As real world experience shows, it is extremely difficult for most companies enforce SLAs. If the relevance objectives discussed above are hammered out so that the targets are clear and precise, then enforcement becomes a snap. The relevance objective often fails, because the SLA is imposed by one party on another; or an SLA is included in a contract as a feature, but when something goes wrong, escape path is clear for the “violating” party.
If an organization would like to try and develop a process to define enforceable SLAs, start with the internal business units. These are easier to develop, as everyone has a shared business objective, and all disputes can be arbitrated by internal executives or team leaders.
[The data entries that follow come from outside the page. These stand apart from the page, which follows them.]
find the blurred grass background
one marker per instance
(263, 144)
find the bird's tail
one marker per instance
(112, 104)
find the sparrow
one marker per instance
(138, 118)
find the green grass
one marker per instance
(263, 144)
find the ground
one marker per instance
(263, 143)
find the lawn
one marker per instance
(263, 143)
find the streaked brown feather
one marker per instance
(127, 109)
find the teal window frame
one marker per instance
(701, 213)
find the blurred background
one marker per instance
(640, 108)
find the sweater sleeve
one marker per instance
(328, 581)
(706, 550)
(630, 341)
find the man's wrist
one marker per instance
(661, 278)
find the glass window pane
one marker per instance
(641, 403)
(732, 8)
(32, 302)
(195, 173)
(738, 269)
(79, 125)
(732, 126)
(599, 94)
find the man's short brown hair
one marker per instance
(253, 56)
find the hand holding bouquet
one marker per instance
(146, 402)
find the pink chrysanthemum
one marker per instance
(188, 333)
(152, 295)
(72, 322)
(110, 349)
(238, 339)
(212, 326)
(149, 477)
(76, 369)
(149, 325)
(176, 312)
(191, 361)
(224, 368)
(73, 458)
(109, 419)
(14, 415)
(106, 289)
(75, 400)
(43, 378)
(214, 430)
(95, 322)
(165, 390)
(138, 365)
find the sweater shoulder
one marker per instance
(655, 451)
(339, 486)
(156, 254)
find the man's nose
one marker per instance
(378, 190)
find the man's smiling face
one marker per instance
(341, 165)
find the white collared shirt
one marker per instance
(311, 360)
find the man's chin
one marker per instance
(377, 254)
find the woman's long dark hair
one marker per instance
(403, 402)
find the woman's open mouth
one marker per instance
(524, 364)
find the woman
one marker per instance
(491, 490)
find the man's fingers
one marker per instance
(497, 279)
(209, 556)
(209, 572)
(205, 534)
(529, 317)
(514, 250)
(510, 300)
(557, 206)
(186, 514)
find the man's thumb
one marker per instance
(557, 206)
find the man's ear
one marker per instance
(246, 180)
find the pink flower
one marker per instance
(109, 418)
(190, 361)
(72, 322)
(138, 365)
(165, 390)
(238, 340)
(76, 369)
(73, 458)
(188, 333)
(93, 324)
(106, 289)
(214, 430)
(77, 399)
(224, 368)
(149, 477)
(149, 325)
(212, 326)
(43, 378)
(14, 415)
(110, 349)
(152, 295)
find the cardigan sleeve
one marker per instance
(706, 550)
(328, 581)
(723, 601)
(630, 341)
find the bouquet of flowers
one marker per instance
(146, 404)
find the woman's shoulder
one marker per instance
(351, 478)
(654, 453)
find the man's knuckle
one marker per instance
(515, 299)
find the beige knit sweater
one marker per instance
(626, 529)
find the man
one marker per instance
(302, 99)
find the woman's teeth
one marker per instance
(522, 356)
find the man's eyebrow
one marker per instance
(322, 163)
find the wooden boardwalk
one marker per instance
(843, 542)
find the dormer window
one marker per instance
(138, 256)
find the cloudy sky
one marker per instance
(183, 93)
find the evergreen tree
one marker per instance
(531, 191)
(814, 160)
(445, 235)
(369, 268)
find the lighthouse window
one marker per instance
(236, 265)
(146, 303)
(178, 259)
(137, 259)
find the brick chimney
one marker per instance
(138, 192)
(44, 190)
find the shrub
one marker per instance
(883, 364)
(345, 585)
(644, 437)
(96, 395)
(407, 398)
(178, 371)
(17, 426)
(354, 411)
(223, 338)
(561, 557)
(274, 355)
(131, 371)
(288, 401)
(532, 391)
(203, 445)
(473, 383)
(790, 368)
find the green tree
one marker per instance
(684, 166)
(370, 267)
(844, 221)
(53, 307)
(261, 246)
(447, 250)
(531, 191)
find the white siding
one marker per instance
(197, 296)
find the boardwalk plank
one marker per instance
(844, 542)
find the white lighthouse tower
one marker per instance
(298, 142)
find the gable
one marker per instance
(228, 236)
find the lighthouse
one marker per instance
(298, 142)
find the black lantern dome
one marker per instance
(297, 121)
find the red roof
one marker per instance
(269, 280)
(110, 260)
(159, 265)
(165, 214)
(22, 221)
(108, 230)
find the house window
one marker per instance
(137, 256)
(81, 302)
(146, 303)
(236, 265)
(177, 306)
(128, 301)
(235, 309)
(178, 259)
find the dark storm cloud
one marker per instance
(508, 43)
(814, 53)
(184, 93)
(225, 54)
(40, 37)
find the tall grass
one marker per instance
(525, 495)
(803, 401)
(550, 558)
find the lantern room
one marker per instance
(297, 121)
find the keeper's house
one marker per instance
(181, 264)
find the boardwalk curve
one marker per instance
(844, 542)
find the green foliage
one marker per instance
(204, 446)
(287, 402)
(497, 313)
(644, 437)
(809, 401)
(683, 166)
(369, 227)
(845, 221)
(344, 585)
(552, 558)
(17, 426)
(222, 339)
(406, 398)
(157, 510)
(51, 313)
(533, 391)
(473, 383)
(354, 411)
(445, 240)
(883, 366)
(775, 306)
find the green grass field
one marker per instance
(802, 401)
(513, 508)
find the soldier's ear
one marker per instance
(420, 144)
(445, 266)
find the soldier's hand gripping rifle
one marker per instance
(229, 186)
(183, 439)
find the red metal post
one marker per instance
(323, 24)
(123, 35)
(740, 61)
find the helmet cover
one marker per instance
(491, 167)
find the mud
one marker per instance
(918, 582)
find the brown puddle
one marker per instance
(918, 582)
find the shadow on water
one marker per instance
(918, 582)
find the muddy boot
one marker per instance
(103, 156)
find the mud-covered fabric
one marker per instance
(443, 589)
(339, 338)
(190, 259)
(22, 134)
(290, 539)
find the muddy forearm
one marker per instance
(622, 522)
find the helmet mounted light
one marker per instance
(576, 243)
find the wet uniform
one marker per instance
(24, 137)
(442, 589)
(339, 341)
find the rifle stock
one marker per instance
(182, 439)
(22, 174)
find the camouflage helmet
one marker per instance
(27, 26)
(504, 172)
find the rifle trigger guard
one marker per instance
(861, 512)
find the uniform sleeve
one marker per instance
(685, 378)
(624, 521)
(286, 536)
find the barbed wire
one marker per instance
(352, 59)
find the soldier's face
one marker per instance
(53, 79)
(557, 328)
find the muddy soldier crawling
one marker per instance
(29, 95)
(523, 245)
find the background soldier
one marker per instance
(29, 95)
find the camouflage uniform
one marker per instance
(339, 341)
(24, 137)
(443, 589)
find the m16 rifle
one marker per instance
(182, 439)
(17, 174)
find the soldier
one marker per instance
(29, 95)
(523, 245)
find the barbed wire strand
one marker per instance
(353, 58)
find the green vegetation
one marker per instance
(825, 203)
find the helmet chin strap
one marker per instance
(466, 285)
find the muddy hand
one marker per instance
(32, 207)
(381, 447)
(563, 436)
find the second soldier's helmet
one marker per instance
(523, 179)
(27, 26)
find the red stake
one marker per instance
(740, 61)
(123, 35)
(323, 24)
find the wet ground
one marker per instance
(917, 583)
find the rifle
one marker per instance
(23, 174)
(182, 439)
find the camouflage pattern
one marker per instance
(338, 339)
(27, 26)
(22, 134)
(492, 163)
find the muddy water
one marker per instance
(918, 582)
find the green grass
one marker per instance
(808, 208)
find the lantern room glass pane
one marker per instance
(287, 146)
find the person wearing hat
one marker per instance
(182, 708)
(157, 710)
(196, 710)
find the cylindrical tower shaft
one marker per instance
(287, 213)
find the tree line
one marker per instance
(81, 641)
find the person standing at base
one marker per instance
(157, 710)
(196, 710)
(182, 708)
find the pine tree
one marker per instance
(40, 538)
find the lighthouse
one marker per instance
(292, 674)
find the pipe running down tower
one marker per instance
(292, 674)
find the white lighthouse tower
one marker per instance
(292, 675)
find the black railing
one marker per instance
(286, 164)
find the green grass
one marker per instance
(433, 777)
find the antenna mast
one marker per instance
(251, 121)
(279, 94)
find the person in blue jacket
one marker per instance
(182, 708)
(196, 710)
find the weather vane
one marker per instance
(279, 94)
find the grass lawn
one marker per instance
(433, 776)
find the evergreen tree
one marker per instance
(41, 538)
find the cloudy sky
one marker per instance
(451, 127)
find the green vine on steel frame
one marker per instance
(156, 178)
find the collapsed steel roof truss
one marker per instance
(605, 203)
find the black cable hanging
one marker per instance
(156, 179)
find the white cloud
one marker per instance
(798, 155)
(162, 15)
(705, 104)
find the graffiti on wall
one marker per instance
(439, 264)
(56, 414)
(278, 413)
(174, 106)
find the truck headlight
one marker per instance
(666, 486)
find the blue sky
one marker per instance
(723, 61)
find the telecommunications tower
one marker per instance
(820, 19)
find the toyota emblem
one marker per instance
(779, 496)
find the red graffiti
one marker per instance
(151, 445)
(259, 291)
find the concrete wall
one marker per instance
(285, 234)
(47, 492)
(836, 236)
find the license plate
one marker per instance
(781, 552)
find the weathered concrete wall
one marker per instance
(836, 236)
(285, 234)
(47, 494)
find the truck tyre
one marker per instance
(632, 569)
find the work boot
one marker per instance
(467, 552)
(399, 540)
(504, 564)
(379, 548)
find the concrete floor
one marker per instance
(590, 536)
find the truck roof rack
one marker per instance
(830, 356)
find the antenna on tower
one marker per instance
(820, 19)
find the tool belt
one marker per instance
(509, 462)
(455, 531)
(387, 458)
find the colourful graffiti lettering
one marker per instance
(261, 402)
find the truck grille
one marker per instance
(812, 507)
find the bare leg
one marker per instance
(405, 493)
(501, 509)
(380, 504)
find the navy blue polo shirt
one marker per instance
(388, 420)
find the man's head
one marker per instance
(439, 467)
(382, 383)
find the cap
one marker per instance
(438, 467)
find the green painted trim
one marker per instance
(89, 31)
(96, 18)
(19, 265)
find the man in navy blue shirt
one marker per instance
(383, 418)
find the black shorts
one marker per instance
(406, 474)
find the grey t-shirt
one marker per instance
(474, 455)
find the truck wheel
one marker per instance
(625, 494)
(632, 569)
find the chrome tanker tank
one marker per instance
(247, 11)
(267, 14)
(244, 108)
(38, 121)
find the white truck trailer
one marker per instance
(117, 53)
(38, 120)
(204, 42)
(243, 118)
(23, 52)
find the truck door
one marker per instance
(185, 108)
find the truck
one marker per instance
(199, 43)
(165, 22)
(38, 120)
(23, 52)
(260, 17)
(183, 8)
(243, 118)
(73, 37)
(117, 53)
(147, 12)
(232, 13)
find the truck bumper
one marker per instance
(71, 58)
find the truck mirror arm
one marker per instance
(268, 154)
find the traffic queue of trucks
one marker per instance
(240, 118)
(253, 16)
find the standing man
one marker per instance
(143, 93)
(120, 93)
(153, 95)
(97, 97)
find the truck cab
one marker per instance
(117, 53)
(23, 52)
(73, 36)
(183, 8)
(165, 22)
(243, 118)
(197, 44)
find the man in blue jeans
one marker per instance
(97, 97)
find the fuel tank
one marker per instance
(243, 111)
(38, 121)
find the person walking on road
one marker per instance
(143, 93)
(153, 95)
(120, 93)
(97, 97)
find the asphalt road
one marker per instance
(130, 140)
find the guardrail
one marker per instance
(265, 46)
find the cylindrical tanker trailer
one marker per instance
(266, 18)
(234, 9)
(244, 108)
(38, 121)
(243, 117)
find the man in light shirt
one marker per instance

Once the internal teams understand and are able to live with the metrics used to measure the SLAs, then this can be extended to vendors. The important part of this extension is that third-party SLA measurement organizations will need to become involved in this process.
Some would say that I am tooting my own horn by advocating the use of these third-party measurement organizations, as I have worked for two of the leaders in this area. The need for a neutral third-party is crucial in this scenario; it would be like watching a soccer match (football for the enlightened among you) without the mediating influence of the referee.


If your organization is now considering implementing SLAs, then it is crucial that these agreements are relevant and enforceable. That way, both parties understand and will strive to meet easily measured and agreed upon goals, and understand that there are penalties for not delivering performance excellence.